Semangat Juang di Tanah Pejuang
Kota Surabaya
memiliki pesonanya tersendiri, apalagi kalau bukan sebagai kota yang menyimpan
sejarah perjuangan merebut kemerdekaan Indonesia. Bangunan bersejarah seperti
Tugu Pahlawan, Jembatan Merah, juga Hotel Majapahit seolah mewariskan semangat
juang bagi warga atau siapapun yang berkunjung ke kota ini. Di Kota Pahlawan
inilah Tzu Chi Surabaya berada dan turut berjuang mewujudkan masyarakat yang
harmonis, aman dan tenteram, serta dunia yang bebas bencana.
****
“Orang kusta itu sangat menderita Mbak. Menderita sekali orang kusta itu.” Kalimat itu terlontar dari mulut Zainudin (50), mantan penderita penyakit kusta yang tinggal di Panti Rehabilitasi Kusta di Kelurahan Babat Jerawat, Kecamatan Benowo, Surabaya siang itu.

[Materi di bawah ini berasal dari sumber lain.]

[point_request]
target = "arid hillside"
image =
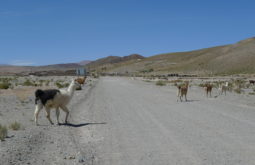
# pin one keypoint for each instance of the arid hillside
(238, 58)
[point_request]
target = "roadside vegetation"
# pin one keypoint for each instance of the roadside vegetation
(3, 132)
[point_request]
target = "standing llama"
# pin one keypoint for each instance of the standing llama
(182, 91)
(223, 88)
(81, 80)
(208, 89)
(53, 98)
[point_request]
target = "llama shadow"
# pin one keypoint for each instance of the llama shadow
(79, 125)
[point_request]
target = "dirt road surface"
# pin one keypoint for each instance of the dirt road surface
(121, 121)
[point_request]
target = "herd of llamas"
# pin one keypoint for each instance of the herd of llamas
(58, 99)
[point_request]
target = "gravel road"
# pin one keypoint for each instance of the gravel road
(120, 121)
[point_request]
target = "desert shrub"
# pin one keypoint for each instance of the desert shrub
(15, 126)
(201, 85)
(147, 70)
(176, 81)
(61, 85)
(47, 83)
(28, 83)
(4, 85)
(238, 90)
(3, 132)
(160, 83)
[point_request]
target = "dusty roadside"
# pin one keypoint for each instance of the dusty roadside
(44, 144)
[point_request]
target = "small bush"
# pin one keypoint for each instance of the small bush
(3, 132)
(61, 85)
(160, 83)
(28, 83)
(15, 126)
(4, 85)
(238, 90)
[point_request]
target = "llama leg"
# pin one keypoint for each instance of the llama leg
(64, 108)
(38, 108)
(57, 114)
(48, 115)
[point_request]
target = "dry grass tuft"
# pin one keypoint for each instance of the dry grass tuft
(160, 83)
(3, 132)
(15, 126)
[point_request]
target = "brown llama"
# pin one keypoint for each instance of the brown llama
(81, 80)
(208, 89)
(182, 91)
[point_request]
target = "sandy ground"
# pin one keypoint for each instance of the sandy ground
(125, 121)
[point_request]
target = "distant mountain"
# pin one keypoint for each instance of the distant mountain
(113, 60)
(238, 58)
(84, 62)
(56, 69)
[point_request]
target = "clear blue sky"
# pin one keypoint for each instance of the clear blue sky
(39, 32)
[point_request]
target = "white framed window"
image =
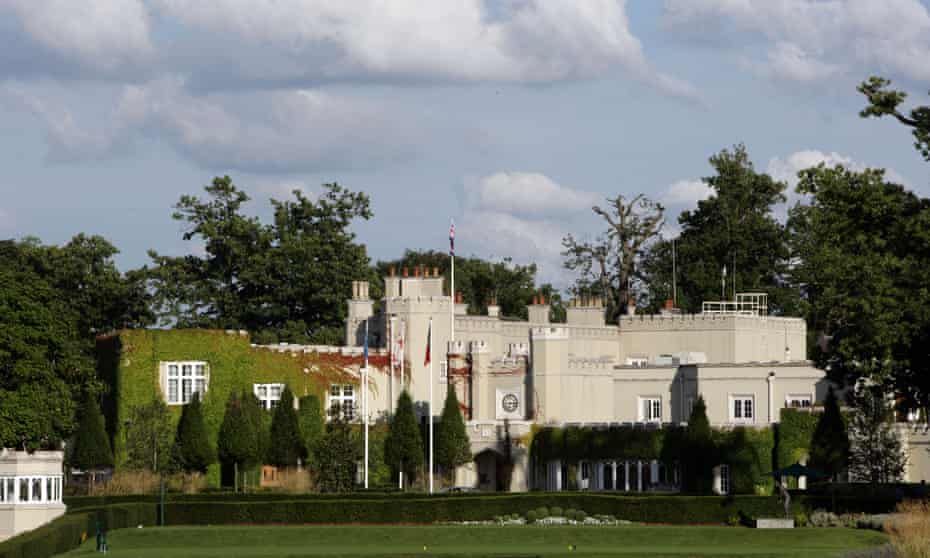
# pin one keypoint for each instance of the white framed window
(268, 394)
(184, 379)
(799, 400)
(342, 396)
(742, 408)
(650, 409)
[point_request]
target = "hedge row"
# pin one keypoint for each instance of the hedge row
(67, 532)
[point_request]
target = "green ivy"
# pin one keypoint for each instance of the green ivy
(128, 363)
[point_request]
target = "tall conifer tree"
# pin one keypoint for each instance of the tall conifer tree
(452, 445)
(286, 445)
(193, 450)
(403, 449)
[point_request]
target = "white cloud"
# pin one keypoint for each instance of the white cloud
(816, 39)
(100, 34)
(7, 222)
(524, 215)
(525, 41)
(526, 193)
(271, 131)
(686, 192)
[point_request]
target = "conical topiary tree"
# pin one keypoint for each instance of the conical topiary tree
(286, 445)
(193, 450)
(452, 445)
(403, 448)
(830, 442)
(92, 448)
(312, 426)
(237, 442)
(700, 455)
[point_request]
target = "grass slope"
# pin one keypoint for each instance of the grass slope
(294, 541)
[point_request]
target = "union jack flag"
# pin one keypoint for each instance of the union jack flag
(452, 238)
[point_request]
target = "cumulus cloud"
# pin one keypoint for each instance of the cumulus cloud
(811, 40)
(267, 131)
(523, 215)
(102, 35)
(526, 41)
(526, 193)
(686, 192)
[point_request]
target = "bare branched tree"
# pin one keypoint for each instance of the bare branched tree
(607, 266)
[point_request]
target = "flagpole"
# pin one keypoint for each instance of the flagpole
(365, 400)
(391, 361)
(430, 404)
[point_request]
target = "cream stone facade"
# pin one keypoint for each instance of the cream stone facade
(30, 490)
(646, 370)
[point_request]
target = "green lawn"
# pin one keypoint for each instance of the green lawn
(294, 541)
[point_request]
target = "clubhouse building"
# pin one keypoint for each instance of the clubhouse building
(511, 377)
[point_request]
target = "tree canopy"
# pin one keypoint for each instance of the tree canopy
(283, 281)
(884, 101)
(734, 228)
(608, 265)
(862, 246)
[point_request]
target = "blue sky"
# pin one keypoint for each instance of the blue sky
(512, 117)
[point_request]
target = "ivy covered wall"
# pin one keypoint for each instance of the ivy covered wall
(128, 363)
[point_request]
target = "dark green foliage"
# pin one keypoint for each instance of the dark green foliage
(337, 456)
(193, 451)
(91, 444)
(735, 227)
(149, 437)
(863, 247)
(830, 442)
(699, 451)
(403, 450)
(877, 454)
(795, 429)
(256, 276)
(312, 426)
(259, 425)
(885, 102)
(452, 444)
(286, 445)
(238, 441)
(608, 265)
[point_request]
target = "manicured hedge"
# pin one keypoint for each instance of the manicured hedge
(68, 531)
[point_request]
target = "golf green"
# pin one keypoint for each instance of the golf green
(373, 540)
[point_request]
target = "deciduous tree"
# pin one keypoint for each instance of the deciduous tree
(608, 265)
(884, 101)
(830, 442)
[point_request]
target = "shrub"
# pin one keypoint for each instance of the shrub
(910, 529)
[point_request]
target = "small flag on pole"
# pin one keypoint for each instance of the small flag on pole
(452, 238)
(429, 333)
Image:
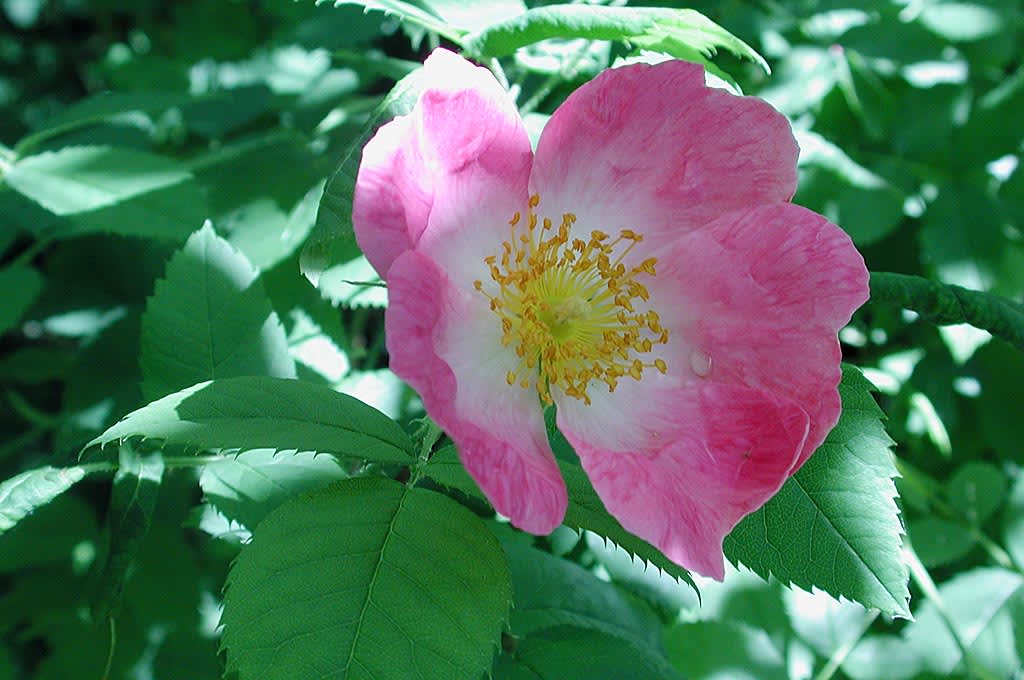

“Serba salah. Mau baik sama orang tapi orang menerimanya seperti itu. Padahal pikiran kita dengan orang luar itu sama, ingin berbuat baik,” lanjutnya.
Sejauh ini, mantan penderita kusta masih banyak mengalami diskriminasi baik langsung maupun tak langsung. Banyak orang enggan mendekat karena takut tertular. Padahal yang tinggal di panti rehabilitasi sejatinya telah dinyatakan sembuh.
“Dikira orang seperti saya ini masih ada kustanya karena kan kecacatan masih ada. Tahun 1987 saya sudah dinyatakan sembuh dan mendapat semacam sertifikat dari Rumah Sakit Kusta Kediri. Saya kerja juga tidak pernah kambuh,” katanya lebih lanjut.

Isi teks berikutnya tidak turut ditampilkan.